Właściwie mam predyspozycje ponoć do przekazywania informacji. Czyli najlepiej, gdybym została nauczycielem, bo potrafię ładnie się wysławiać, jestem spokojna, cierpliwa i ładnie się uśmiecham, bla bla bla. Albo praca w radiu, prowadzenie imprez, jakieś konferencje.
Tak, praca głosem byłaby dla mnie najlepsza. Podobnie aktorstwo, na scenie tracę wstyd.

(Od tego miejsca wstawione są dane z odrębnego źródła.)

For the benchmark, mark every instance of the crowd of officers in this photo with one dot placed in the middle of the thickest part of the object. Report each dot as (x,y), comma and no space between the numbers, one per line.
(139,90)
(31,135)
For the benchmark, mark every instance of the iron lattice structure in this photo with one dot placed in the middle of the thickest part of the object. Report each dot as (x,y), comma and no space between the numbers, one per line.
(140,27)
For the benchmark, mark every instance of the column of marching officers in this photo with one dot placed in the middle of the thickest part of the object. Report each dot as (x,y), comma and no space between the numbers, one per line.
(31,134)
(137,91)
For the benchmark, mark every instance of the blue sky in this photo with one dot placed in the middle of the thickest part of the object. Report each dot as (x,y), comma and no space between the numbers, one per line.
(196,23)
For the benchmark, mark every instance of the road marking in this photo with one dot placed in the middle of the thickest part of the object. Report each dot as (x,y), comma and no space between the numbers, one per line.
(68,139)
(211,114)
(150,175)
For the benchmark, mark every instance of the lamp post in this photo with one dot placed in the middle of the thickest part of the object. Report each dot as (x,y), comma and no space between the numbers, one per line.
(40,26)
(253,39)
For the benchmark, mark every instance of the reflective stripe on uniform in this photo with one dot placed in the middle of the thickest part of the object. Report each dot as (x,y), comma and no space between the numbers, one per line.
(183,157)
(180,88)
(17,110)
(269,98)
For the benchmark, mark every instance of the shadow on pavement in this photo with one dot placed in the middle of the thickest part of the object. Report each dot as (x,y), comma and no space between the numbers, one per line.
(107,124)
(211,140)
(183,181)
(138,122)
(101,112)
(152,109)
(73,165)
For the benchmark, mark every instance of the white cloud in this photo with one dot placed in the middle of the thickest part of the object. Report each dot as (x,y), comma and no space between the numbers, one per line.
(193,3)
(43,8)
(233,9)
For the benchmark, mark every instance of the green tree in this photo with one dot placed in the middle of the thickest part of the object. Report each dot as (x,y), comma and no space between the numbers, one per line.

W sumie ćwiczę sobie wiersze, prozę, ale to chyba na nic, bo już mi się to przestaje podobać.
Wciąż poszukuję i wciąż nie wiem.
[ Dodano: 2013-03-04, 17:52 ]
To może też być głupie, ale lubię komuś coś opowiadać.
Sama czasami do siebie mówię. Opowiadam, kiedy coś mi się przypomni. Na przykład przeczytam coś o koniu Piłsudskiego- Kasztance. I tak zacznę sobie paplać o tym koniu do okna.
Sama sobie niekiedy odpowiadam i śmieję się z tego.
Więc mogłabym w końcu komuś o tym opowiadać.